Bulgular: Çalışmaya dahil olan hastaların yaş ortalaması 51.04 (28-84) idi. Birinci derece yakınlarında meme kanseri görülme oranı
%5.7 (2/35) idi. Hastaların 6’sının (%17.1) kişisel meme kanseri öyküsü mevcuttu. Hastaların 13’ü (%37.1) semptomatik idi. Çalışmaya
dahil olan tüm hastaların mamografi ve ultasonografi görüntülemesi mevcuttu. Mamografide ve ultrasonda en sık saptanan bulgu
kalsifikasyon içermeyen kitle idi. Mamografide hastaların 16’sında (%45.7) patolojik bulgu saptanmazken, 12’sinde (%34.3) kitle, 6’sında (%17.1) asimetri, 1’inde yapısal distorsiyon izlendi. Ultrasonda ise hastaların 18’inde (%51.4) kitle, 13’ünde (%37.1) fokal hipoekoik alan, 3’ünde (%8.6) ise duktal değişiklik saptandı. Ultrasonda bulgu saptanmayan 1 hastada (%2.9) MR görüntülemede kitlesel olmayan kontrastlanma alanı izlendi. Hastaların 11’inin MR görüntülemesi mevcut olup en sık görülen MR bulgusu kitlesel olmayan kontrastlanma alanı idi (8/11, %72.7). Kor biyopsi sonuçlarında göre nükleer grade; 13 hastada (%37.1) grade 1, 10 hastada (%28.6) grade 2, 12 hastada (%34.3) grade 3 olarak rapor edilmiştir. Östrojen reseptör (ER) pozitifliği %60 (21/35) oranındaydı. Biyopside nekroz saptanma oranı %51.4 (18/35) idi. Cerrahi sonrası 7 hastada (%20) invaziv kanser saptandı. İnvaziv kanser saptanan ve saptanmayan hastalar arasında klinik ve patolojik bulgular açısından anlamlı fark saptanmadı.

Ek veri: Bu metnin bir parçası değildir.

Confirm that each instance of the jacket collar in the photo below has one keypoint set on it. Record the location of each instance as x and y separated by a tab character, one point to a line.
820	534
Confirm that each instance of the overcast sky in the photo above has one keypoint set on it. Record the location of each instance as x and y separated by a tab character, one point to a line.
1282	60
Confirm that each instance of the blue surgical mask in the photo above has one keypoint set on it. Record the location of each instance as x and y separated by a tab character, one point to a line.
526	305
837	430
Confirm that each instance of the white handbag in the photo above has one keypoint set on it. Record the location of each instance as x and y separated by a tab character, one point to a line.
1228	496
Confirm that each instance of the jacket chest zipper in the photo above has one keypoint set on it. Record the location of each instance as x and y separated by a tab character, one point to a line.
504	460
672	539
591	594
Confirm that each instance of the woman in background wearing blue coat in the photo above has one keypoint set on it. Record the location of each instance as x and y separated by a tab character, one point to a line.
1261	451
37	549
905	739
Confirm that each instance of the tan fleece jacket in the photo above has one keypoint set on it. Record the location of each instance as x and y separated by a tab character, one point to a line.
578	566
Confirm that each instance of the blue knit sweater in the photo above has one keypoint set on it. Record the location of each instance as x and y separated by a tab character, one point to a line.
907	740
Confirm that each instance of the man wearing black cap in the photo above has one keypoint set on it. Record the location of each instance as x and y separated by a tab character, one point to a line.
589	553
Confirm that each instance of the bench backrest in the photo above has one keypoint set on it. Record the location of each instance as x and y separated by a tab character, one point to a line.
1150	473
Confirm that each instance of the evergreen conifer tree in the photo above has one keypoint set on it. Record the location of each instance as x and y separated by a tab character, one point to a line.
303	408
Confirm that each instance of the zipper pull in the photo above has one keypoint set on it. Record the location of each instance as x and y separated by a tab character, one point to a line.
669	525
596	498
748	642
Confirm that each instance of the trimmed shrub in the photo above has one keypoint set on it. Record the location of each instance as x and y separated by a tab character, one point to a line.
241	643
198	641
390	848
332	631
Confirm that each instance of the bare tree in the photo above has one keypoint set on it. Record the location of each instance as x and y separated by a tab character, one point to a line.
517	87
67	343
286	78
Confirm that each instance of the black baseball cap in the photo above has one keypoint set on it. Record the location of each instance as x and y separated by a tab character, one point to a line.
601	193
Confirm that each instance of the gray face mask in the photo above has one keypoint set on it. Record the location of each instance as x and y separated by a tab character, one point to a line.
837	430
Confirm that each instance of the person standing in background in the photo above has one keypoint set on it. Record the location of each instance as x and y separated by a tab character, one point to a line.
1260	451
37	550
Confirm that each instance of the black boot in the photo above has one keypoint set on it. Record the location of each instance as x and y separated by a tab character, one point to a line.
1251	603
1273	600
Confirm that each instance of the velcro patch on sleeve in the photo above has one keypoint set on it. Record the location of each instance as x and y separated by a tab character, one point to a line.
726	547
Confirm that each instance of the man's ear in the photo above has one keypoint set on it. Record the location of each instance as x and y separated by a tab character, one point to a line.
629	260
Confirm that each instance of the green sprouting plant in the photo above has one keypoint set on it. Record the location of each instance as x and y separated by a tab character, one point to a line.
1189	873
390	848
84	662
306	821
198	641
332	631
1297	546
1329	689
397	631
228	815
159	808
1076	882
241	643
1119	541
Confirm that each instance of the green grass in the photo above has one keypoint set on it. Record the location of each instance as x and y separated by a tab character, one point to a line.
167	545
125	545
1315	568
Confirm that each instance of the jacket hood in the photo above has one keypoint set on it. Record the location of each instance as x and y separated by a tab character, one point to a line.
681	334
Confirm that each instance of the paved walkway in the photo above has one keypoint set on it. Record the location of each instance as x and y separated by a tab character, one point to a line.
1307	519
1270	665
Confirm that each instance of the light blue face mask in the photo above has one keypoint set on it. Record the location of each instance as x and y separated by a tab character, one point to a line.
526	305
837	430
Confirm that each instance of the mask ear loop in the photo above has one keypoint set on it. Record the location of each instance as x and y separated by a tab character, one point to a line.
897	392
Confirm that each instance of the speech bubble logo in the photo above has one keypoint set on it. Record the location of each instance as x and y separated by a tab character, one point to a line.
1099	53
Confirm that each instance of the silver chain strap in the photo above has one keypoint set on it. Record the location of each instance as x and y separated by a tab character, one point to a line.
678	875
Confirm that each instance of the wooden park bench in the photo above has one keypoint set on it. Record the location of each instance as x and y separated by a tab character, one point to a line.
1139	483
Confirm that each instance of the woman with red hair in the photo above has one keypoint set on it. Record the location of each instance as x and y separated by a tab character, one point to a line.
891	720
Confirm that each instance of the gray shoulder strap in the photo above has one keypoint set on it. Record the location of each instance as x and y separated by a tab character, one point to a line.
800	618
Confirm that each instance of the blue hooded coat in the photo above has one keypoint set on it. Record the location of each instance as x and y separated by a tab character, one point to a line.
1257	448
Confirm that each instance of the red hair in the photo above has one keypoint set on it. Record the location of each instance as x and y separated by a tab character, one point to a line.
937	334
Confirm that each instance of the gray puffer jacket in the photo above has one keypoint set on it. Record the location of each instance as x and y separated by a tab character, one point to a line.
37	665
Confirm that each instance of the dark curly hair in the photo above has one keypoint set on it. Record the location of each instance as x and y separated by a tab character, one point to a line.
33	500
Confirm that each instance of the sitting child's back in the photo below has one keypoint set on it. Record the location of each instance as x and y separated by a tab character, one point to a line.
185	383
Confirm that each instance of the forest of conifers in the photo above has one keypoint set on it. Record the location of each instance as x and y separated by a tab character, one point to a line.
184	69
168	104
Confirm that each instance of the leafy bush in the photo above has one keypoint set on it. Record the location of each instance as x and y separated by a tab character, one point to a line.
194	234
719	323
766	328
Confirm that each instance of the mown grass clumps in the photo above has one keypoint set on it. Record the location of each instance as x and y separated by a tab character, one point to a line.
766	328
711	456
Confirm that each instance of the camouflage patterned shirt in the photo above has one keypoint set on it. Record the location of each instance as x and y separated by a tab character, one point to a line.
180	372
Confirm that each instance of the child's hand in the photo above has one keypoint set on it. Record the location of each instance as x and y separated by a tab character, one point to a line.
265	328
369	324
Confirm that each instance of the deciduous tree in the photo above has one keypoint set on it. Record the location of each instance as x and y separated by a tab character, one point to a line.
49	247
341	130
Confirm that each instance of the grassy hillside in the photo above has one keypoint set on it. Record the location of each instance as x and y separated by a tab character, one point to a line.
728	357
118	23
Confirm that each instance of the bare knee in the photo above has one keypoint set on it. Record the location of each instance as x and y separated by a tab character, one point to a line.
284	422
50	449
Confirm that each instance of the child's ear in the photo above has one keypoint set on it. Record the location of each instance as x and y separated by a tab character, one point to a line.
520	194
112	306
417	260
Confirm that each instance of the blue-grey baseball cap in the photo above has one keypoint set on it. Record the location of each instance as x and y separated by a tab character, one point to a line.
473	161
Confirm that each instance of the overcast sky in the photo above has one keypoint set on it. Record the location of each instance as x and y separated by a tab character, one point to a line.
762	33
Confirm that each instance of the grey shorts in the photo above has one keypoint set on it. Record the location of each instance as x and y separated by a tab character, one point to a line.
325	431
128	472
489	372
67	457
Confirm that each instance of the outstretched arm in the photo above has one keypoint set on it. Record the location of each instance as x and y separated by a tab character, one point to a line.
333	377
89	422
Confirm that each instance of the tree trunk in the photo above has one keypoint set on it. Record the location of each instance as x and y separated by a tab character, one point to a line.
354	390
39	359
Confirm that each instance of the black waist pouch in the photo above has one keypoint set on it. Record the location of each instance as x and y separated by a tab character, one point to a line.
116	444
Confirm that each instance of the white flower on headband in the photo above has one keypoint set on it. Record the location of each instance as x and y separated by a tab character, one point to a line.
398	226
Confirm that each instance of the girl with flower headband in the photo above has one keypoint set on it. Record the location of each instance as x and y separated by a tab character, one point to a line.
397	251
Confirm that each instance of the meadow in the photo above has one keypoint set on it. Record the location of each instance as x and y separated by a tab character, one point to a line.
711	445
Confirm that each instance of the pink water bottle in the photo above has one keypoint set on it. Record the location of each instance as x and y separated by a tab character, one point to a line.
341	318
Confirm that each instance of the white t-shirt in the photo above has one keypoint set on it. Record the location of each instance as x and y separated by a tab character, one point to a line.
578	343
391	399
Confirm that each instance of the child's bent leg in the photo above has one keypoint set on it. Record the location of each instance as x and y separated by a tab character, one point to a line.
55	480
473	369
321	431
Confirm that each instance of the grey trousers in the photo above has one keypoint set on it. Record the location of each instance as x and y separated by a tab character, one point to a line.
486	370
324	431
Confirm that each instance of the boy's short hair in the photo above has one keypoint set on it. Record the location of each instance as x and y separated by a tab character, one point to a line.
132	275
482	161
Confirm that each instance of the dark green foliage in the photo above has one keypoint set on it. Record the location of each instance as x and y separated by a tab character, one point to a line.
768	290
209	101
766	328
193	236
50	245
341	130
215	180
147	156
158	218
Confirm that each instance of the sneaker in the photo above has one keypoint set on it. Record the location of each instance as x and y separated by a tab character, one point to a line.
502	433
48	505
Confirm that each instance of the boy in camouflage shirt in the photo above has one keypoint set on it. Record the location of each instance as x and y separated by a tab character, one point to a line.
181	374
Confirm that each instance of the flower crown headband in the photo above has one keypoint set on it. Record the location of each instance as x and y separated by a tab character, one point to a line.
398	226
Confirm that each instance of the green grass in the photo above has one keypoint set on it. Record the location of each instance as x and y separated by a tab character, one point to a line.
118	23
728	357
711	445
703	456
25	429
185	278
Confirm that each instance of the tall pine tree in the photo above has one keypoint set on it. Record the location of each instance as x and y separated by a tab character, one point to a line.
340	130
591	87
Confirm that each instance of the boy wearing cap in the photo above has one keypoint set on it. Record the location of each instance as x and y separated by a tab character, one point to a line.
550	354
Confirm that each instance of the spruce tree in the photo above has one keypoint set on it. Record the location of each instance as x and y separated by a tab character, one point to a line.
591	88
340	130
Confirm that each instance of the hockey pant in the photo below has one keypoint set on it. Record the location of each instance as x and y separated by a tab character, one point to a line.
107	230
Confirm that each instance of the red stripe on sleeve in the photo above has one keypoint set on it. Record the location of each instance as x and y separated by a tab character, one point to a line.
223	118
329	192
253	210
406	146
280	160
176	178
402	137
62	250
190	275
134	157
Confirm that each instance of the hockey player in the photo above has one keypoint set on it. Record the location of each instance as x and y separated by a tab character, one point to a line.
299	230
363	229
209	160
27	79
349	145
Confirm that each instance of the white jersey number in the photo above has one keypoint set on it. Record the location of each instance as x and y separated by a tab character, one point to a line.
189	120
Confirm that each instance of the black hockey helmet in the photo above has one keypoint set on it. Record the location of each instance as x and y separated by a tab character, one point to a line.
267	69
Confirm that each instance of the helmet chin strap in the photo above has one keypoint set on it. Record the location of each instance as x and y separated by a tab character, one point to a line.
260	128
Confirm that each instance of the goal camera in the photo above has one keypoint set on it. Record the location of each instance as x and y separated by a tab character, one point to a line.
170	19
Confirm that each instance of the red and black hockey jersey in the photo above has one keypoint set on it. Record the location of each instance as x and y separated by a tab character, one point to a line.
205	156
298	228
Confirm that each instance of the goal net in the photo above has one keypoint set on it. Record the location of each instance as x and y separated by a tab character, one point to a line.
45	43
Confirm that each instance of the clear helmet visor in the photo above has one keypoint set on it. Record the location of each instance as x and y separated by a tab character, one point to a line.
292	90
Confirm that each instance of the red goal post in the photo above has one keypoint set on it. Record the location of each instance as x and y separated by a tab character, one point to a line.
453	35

Tartışma-Sonuç: Çalışmamızda kalsifikasyon dışı bulgularla prezente olan DKİS olguları cerrahi sonrası invaziv kanser saptanan ve
saptanmayan olgular olarak ikiye ayrılmış olup bu iki grup arasında klinik ve patolojik bulgular açısından istatistiksel olarak anlamlı farklılık saptanmamıştır. Lamb ve ark. yaptığı çalışmada ise invaziv kanser saptanma riski ile ileri yaş ve ailede meme kanseri öyküsü bulunması ilişkili bulunmuştur (7). Bu konuda arttırılmış olgu sayıları ile yapılacak yeni çalışmalara ihtiyaç vardır.